Принёс. А когда выводил нас по очереди в туалет, то я увидел, как в соседнюю камеру посыльный с надписью «ПИЦЦА» на спине вносит внушительную стопку разных картонок, в другой руке у него — пакет с жестянками и банками.
Раиса Ивановна расстелила нам матрасы, себе — с правой стены, мне — у другой. Потом вытащила из своей сумы какие-то вещи, а одну — «вот жакет, вместо подушки» — плотно сложив, дала мне. А я, перед тем как лечь, накинул ей на ноги свою куртку.
— Спасибо, родной, — сквозь сон пробормотала она.
Засыпая на тёплом и мягком жакете, я слышал странные вскрики: «Карагудай лымко турит!
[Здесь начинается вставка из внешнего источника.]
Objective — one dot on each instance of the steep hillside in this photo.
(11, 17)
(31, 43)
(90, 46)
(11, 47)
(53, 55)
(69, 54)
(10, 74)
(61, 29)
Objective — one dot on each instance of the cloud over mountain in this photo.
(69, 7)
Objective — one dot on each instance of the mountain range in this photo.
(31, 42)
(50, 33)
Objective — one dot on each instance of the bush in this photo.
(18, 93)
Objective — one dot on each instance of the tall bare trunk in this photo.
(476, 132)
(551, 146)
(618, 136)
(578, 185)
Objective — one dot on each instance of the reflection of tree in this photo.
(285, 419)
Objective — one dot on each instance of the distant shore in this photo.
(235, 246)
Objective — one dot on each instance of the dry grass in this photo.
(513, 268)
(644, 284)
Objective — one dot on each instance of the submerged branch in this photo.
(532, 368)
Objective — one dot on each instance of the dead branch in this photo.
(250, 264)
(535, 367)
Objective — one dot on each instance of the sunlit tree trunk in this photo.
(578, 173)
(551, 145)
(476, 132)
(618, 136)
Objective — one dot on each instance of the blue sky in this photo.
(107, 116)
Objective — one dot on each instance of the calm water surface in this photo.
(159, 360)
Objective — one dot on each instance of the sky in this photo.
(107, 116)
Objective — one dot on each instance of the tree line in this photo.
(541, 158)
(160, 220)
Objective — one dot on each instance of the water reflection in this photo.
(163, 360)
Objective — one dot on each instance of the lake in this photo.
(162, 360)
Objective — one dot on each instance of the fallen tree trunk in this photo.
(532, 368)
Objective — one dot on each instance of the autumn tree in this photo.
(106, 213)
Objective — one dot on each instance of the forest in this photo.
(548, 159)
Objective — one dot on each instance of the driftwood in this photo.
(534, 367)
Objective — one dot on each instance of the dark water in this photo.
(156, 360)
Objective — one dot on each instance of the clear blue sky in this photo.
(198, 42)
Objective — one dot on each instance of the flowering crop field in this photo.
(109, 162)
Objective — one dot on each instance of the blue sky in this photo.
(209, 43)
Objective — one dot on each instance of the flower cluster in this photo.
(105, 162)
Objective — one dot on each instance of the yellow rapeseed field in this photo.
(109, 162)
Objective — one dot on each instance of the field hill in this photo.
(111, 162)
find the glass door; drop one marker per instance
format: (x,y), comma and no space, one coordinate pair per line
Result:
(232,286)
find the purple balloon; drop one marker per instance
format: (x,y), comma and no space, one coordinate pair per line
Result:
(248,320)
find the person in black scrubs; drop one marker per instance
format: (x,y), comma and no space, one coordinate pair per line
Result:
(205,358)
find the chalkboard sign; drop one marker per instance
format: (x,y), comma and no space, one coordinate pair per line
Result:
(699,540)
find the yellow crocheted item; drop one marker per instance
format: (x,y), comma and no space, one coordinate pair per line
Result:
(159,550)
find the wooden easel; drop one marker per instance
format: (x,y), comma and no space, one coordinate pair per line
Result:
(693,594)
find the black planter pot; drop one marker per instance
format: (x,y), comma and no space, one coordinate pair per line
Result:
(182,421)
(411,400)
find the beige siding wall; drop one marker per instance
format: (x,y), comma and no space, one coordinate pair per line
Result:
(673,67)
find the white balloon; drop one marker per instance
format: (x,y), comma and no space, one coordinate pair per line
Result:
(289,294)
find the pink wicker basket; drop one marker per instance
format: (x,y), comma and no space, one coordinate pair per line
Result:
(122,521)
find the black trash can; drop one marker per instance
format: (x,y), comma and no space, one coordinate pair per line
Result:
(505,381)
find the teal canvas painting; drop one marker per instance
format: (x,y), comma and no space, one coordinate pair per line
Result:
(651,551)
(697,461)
Лымко!» — и думал о том, что несчастья других заставляют человека забыть — на время — о своих злосчастиях, и в этом — главный смысл диалога.
Ночью я проснулся от шорохов. Открыл глаза и увидел в сырой темноте, как какая-то фигура поднимается надо мной. Я замер… Тень миновала меня… Понял, вспомнил — женщина, Раиса, старики на чердаке… Хочет пить. Или писать… В любом случае надо молчать, не показывать, что слышу, стыдно…
С закрытыми глазами я слышал — и слушал — шуршания, копания, дыхания, потом тихая струйка зазвучала тонко и задиристо, как масло на горячей сковородке… Запах мочи… И щелчок унитаза, мурчание воды… И опять тихие шурши, шорохи, шелесты, хриплое дыхание… И большая тень на ощупь идёт к стене, где светлел матрас и заскрипели доски.